There was a clear trend toward an increase in accountability and the use of assessment over the 1990s. Interestingly, the increase in assessment came early in the decade and before the crescendo in the state and district accountability systems. By the end of the decade, 46 states had content standards in science, but less than half had them for all three grade ranges. Two-thirds of the states had state assessments in science, but there was some evidence that states using alternative forms of assessment more aligned with the national standards, such as performance assessment, actually declined about the time the NSES document was released. What importance states gave to student performance on science assessments in accountability systems was unavailable in the literature reviewed. Most accountability systems held schools accountable for student performance and directed consequences to low-performing schools. Of the one-half of the states that had moderate to high level of stakes attached to student performance on assessments, almost all also distributed the consequences among students, teachers, schools, and districts—a desirable trait in an accountability system. It is likely that assessment and accountability in science will continue to be given less emphasis with the new federal legislation “No Child Left Behind,” which does not require states to assess in science until the 2007-2008 school year.
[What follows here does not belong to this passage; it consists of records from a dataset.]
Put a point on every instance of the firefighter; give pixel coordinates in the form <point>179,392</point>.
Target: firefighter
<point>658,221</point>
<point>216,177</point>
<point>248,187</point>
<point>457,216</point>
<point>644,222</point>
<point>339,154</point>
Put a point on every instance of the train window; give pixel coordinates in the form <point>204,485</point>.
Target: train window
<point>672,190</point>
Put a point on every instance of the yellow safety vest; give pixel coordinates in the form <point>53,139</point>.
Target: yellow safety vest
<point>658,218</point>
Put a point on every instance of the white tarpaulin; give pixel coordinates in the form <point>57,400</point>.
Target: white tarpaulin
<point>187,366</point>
Determining the influence of the NSES and AAAS Benchmarks on assessments and accountability systems is confounded by a number of other initiatives and developments that coincided with the publication of these documents. The assessment practices and targets for assessments portrayed in the NSES and Benchmarks are compatible with current understandings about how students learn and how this learning can be measured. Assessment practices, such as using multiple measures or having students write about their understandings, are both consistent with teaching for understanding and teaching for inquiry as described in the NSES. Even though a clear link could not be made between assessment practices used by states and districts and the NSES and the Benchmarks, the research does provide convincing evidence that assessment practices do influence both teachers’ practices and subsequent student learning. An increase in formative assessment produces learning gains. This is significant because the emphasis in the NSES and the Benchmarks on teaching for understanding requires assessments that are integral to instruction and continuous as implied by formative assessment. In states that have given high importance to assessment scores, teachers do change their practices some, but not completely, to include more test-like activities in their teaching. However, not all state assessments are fully aligned with state standards indicating that those teachers who just “teach for the test” will likely fall short in students achieving the full expectations as expressed in the standards.
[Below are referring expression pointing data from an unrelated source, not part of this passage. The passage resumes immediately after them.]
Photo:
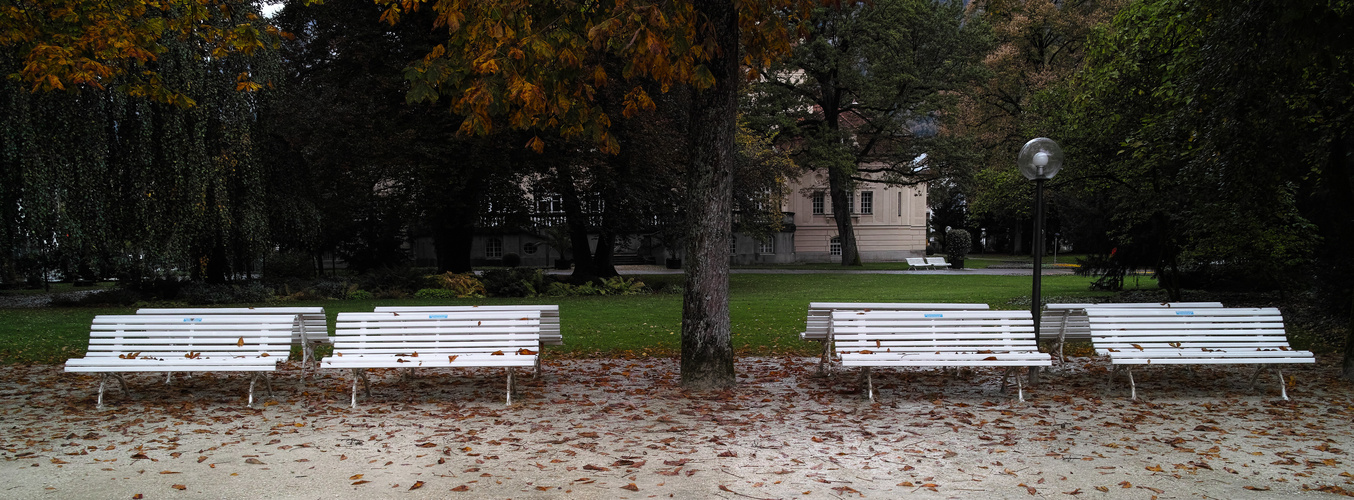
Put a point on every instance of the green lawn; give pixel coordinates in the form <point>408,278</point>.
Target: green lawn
<point>768,312</point>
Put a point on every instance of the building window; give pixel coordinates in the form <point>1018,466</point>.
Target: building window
<point>767,245</point>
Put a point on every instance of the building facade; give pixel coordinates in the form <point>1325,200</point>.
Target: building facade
<point>890,224</point>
The research review did not directly establish that the NSES and AAAS Benchmarks have influenced accountability and assessment systems. If this link could be established, then there is evidence that assessment and accountability systems do influence teachers’ classroom practices and student learning. Our review of the literature and the type of research used in this area did reveal some inadequacies in the available research. What is missing and is needed is a comprehensive study of policies of all 50 states that would reveal the linkages between science standards, science assessment, and science accountability. This comprehensive study should include systematic analyses of the alignment between state standards and the NSES and Benchmarks. Such a comprehensive study would provide the missing link by establishing what has been the influence of the national science standards documents with the state standards. Research also is needed to describe and analyze the full science assessment system being used in states, districts, schools, and classrooms. Such an analysis would describe the full range of content being assessed; to what depth the content is assessed; at what level within the system the content is assessed; and how the information is applied to further learning. Such a detailed analysis would attend to the different attributes of assessments including what questions are asked, what responses are elicited, how student responses are scored, how the scores are interpreted, and what is reported. We also did not find any studies related to college placement examinations, another area for other research.
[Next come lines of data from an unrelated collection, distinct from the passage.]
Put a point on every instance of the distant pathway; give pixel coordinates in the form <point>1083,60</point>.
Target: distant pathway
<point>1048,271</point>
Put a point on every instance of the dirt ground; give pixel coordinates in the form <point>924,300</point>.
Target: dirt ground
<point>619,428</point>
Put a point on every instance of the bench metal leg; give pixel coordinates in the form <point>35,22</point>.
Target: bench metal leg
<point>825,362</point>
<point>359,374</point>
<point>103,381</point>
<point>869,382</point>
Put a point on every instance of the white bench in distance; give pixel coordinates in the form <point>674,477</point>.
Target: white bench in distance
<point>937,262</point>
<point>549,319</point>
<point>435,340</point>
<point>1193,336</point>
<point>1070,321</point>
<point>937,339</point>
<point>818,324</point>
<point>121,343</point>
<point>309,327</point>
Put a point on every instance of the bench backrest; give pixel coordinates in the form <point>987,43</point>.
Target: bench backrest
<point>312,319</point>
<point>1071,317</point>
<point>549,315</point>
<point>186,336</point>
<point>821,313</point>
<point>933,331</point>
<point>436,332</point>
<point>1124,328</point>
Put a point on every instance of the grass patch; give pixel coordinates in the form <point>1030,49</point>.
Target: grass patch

Accountability systems have not stabilized and are still undergoing significant change. These systems also are extremely complex. It is not surprising that definitive research has not been done on how accountability and assessment systems fully work and how these systems are influenced by documents such as the NSES and AAAS Benchmarks. What is clear is the increasing importance these policy components have in education. It is no longer sufficient for science educators who are most interested in the curriculum and the content to ignore the policy arena. Research that bridges and enlightens the relationship between content standards and policy is essential.